The U.S. Forest Service is finalizing its own amendments to eight forest plans dealing with sage grouse conservation in the West. The public comment period for those proposed amendments closes on January 3, 2019.
Where can we go to comment on the USFS amended plan?
Good question, Hunter. Comment here: https://www.fs.usda.gov/detail/r4/home/?cid=stelprd3843381
We can clearly see where Zinke’s loyalty is and it is not with the Interior Department or the public lands of our country. Each move he makes removes more and more of our (all Americans) public lands from our hands and further destroys habitat.
When sound science takes the backseat to politics, wildlife, fish, sportsmen will lose. Vote wisely.
I have just changed my adult lifetime affiliation with the Republican Party . I am tired of the short term gain attitude that my old party shares. I now 60 , an avid outdoorsman, hunter and fisherman Am very concerned with what my grandchildren will inherit in the way of quality , productive public lands and all that they offer and contribute to our society .

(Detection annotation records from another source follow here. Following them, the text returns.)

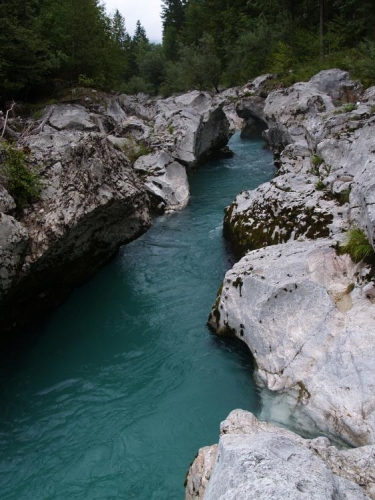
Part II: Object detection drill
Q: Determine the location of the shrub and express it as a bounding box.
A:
[0,142,42,209]
[340,227,375,262]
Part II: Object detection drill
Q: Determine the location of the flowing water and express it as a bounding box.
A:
[0,135,274,500]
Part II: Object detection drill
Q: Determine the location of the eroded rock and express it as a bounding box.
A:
[134,151,189,211]
[186,410,375,500]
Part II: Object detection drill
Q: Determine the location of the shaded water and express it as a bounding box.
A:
[0,135,274,500]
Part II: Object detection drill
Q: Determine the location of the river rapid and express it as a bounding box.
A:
[0,134,274,500]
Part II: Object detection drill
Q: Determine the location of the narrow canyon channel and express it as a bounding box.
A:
[0,134,274,500]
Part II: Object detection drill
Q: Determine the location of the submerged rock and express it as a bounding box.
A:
[185,410,375,500]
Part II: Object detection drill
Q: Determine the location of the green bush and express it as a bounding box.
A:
[0,142,42,209]
[340,227,375,262]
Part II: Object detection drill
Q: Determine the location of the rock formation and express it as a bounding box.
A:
[185,410,375,500]
[0,91,229,336]
[209,70,375,446]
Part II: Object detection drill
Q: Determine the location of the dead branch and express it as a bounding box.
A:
[30,106,55,135]
[0,101,18,139]
[0,116,21,141]
[94,116,106,134]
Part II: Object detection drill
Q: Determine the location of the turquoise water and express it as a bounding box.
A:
[0,135,274,500]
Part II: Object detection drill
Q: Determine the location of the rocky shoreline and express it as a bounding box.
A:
[0,70,375,500]
[186,70,375,500]
[0,89,233,341]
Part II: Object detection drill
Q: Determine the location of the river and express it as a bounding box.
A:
[0,134,274,500]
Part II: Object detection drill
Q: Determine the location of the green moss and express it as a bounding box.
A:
[223,197,333,256]
[0,141,42,209]
[339,227,375,264]
[232,276,243,297]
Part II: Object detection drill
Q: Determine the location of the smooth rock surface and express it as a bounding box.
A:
[49,104,96,130]
[134,151,189,211]
[155,91,230,167]
[185,410,375,500]
[0,131,151,327]
[210,70,375,446]
[210,239,375,445]
[0,213,29,299]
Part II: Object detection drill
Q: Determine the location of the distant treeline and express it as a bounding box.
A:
[0,0,375,103]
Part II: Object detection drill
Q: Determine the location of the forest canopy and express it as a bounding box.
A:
[0,0,375,103]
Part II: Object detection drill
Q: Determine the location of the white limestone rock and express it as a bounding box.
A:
[185,444,217,500]
[209,239,375,446]
[48,104,96,131]
[0,213,29,298]
[134,151,189,212]
[186,410,375,500]
[155,91,230,167]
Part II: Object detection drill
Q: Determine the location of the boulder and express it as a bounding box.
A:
[0,184,16,213]
[209,239,375,446]
[210,70,375,446]
[49,104,96,131]
[0,134,151,327]
[134,151,189,212]
[0,213,29,299]
[185,410,375,500]
[155,91,230,167]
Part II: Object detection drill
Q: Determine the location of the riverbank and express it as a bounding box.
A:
[187,70,375,499]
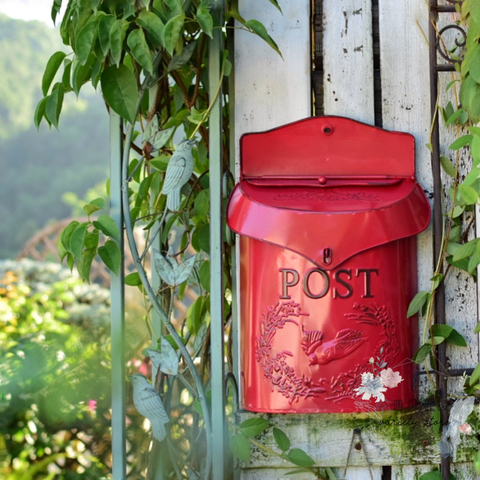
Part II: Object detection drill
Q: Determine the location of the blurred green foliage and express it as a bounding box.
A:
[0,14,109,258]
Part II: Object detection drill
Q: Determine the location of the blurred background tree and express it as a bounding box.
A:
[0,12,109,258]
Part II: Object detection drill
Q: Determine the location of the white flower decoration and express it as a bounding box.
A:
[354,373,387,403]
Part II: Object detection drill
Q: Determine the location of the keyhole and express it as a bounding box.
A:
[323,248,332,265]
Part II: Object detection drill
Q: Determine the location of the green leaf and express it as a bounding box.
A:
[136,10,165,47]
[195,4,213,38]
[98,15,116,55]
[77,248,97,282]
[413,343,432,363]
[453,238,478,262]
[70,223,88,259]
[440,155,457,178]
[468,363,480,387]
[93,214,120,241]
[167,42,196,72]
[273,427,290,452]
[240,418,270,438]
[75,18,98,65]
[127,28,153,74]
[51,0,62,25]
[42,52,66,96]
[45,82,65,129]
[449,135,472,150]
[187,296,208,335]
[125,272,142,287]
[164,13,185,55]
[229,433,251,462]
[246,19,283,58]
[407,291,431,318]
[101,65,138,125]
[287,448,315,468]
[60,220,80,252]
[33,97,50,130]
[110,19,130,68]
[98,240,122,275]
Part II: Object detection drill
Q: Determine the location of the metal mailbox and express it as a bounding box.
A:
[227,117,430,413]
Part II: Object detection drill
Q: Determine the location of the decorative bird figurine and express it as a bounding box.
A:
[162,139,195,211]
[128,373,169,442]
[301,327,367,365]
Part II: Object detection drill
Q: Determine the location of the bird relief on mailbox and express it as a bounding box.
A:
[227,117,430,413]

It appears that the government now favors killing everything that doesn’t make money for them with no consideration for the future. Kill off all as long as business improves. I believe it ultimately will destroy our country. How about improving our educational system, roads,training for out of work people, training for jobs that are open, multiple others. Why have they decided to just ignore science when science help build our country????
Secretary Zinke please do all you can to help the sage grouse and keep all are public lands public. Thank you.
I have lived in Wyoming for over 50 years. Hunting, fishing and the outdoors are my families passion. i have watched the wildlife habitat being developed and the wildlife populations greatly diminish. We need to find ways to save the habitat and curtail the development.
Oil and gas leasing should NEVER be allowed in wildlife habitat!!!!!!
As a outdoorsman I have seen first hand how the natural environment is being negatively impacted by human infringement. We need to act now in order to aggressively protect and preserve the other species that live and depend on this rather fragile environment BEFORE it is too late. Humans are a creative species and we need to find other avenues that will not destroy critical habitat.
Zinke must be removed, he is putting wildlife in serious danger, also removing OUR public lands .
1 Set of rules to cover all, States, Forest Service, BLM, and the Interior Department. Zinke your fired !!